It's been a long time since a book has transported me so completely. Has taken me so deeply into myself that I become oblivious to the world around me and my head spins with disconnection when I try to regain awareness. Just me and the book, and nothing else. I started reading and was supposed to stop because life was still going on around me, but I didn't. I couldn't find my way back. So life moved on without me until I finished the book. Now I must figure out how to catch up, but that's okay. It was worth stopping at a special place for a while.

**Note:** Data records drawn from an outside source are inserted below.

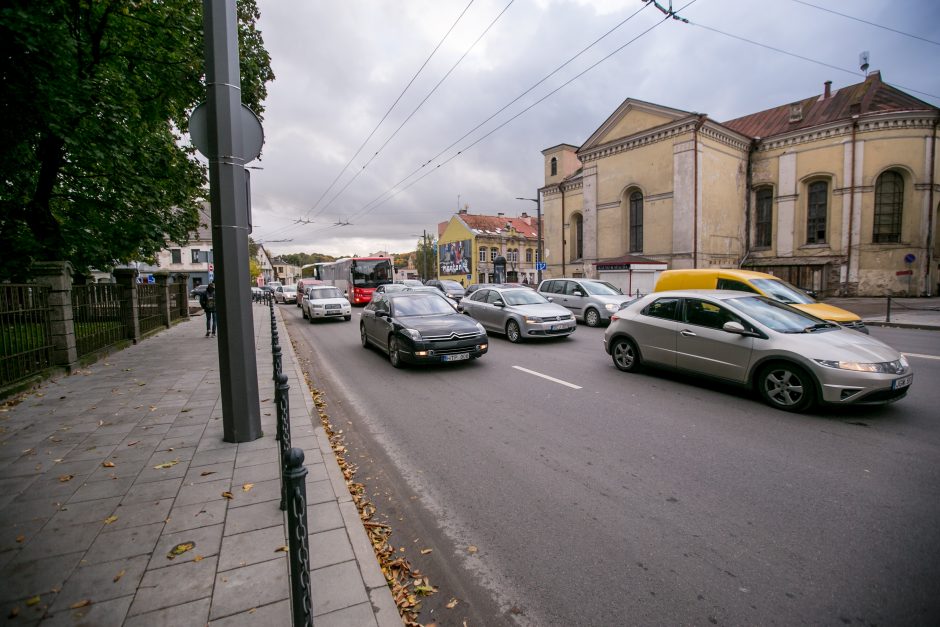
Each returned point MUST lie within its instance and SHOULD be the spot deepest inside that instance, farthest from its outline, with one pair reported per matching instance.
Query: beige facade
(801, 200)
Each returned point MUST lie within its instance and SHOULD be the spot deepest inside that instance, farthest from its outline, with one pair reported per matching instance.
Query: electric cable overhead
(858, 19)
(420, 69)
(415, 110)
(366, 209)
(799, 56)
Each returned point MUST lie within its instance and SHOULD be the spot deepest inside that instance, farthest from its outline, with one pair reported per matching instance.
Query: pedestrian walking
(207, 302)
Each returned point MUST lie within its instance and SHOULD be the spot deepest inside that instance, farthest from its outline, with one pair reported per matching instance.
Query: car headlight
(886, 367)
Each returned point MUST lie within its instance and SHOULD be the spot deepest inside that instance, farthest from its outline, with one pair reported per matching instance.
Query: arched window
(763, 217)
(636, 222)
(577, 224)
(889, 201)
(817, 210)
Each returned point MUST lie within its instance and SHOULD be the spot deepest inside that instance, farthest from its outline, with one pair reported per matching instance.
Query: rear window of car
(665, 308)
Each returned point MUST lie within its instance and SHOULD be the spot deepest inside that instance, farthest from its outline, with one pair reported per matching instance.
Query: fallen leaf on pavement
(180, 548)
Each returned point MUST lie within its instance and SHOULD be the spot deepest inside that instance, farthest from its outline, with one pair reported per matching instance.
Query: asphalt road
(596, 497)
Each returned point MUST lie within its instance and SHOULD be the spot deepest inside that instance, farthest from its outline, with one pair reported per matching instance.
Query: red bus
(358, 276)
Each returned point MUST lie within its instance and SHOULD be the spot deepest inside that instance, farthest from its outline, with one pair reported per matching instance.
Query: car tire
(512, 332)
(786, 386)
(625, 355)
(394, 355)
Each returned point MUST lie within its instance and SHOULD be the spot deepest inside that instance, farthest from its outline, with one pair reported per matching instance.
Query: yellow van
(757, 283)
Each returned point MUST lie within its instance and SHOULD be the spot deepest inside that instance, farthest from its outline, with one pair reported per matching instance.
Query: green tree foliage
(95, 95)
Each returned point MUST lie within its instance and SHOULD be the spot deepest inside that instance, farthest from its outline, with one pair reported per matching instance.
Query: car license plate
(457, 357)
(903, 382)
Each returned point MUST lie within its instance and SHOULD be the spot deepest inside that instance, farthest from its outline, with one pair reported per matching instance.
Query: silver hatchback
(518, 312)
(791, 358)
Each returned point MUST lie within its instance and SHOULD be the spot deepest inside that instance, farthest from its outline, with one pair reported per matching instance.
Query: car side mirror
(735, 327)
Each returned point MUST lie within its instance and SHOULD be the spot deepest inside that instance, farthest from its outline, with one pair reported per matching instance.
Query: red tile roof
(527, 227)
(870, 96)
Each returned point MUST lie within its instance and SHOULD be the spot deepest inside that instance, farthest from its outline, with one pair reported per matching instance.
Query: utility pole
(238, 370)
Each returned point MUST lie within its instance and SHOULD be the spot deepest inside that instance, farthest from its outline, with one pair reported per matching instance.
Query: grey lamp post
(538, 248)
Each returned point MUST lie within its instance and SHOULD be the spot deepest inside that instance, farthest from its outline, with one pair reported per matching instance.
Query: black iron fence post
(297, 542)
(282, 403)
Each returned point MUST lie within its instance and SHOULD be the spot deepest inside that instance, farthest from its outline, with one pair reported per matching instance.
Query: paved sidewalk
(104, 472)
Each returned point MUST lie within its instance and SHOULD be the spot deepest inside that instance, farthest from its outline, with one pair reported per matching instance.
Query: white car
(325, 301)
(285, 294)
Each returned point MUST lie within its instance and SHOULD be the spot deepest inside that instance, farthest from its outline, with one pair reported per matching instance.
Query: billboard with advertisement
(455, 257)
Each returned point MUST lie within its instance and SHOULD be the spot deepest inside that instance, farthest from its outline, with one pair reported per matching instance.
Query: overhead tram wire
(367, 209)
(410, 115)
(799, 56)
(413, 78)
(858, 19)
(510, 103)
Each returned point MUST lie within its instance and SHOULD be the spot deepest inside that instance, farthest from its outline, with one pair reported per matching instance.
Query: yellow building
(469, 246)
(836, 192)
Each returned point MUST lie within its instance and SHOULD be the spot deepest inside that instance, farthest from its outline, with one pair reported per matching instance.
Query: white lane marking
(545, 376)
(921, 356)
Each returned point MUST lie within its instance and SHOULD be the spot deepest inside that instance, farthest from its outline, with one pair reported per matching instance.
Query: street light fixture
(538, 249)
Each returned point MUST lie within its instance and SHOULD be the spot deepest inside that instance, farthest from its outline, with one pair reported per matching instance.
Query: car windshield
(421, 305)
(783, 291)
(601, 288)
(330, 292)
(523, 297)
(777, 316)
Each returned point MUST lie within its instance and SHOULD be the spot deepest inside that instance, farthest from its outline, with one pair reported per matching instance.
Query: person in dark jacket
(207, 302)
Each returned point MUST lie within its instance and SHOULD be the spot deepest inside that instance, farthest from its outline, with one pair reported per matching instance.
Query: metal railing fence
(25, 332)
(100, 316)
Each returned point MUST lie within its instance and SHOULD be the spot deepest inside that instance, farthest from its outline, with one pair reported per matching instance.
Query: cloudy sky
(342, 64)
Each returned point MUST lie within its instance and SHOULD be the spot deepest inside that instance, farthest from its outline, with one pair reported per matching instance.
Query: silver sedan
(791, 358)
(518, 312)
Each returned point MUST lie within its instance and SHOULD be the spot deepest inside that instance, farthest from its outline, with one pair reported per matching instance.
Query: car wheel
(394, 355)
(786, 386)
(625, 355)
(512, 331)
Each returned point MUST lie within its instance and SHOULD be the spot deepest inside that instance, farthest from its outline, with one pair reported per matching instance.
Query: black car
(420, 327)
(451, 289)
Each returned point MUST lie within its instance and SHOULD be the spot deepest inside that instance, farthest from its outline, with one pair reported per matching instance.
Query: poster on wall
(454, 257)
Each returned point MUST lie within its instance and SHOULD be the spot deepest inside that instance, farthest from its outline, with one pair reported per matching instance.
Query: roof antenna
(863, 62)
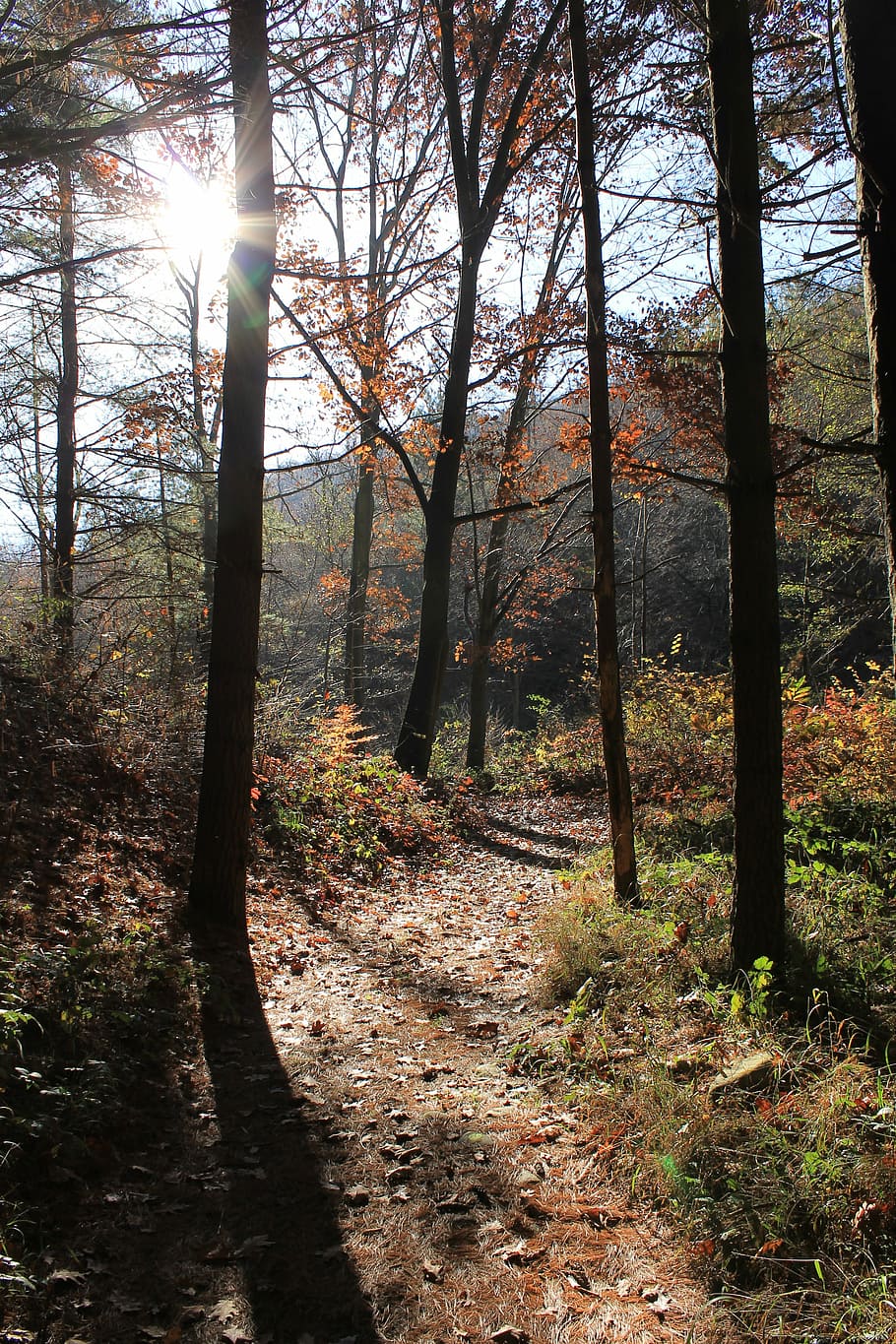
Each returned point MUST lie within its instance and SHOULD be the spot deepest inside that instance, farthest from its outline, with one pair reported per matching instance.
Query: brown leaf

That's not entirely different than what Calvin experiences. Except it's not a book that takes him away from reality, it's schizophrenia. He wakes up one day to discover his mind has decided that Hobbes is real. That he is Calvin from Calvin and Hobbes, now 17 years old, and entirely unable to control his reality. So he decides to make a grand gesture, the only thing he can imagine that might be a way out, to impress his "creator" Bill Watterson into remaking him as sane and normal. A crazy, desperate, dangerous gesture that only someone delusional would think reasonable. And he might--or might not--be responsible for dragging Susie along with him; because when you're delusional, it's hard to know who is real and who isn't. Either way, he will change his life forever or die trying. He, or they.
A fast read with adventure and relationships that is philosophical in all the best ways.
Reality is just this game people play together, something their brain decides on, and the minute their brain gets iffy about reality, they realize everything they know about the world is just their own made-up version of it, and that would mean everyone is walking around in their own made-up world, all alone, and reality is just something we invent together to make us feel not so alone. It scares people when some of us check out of the game.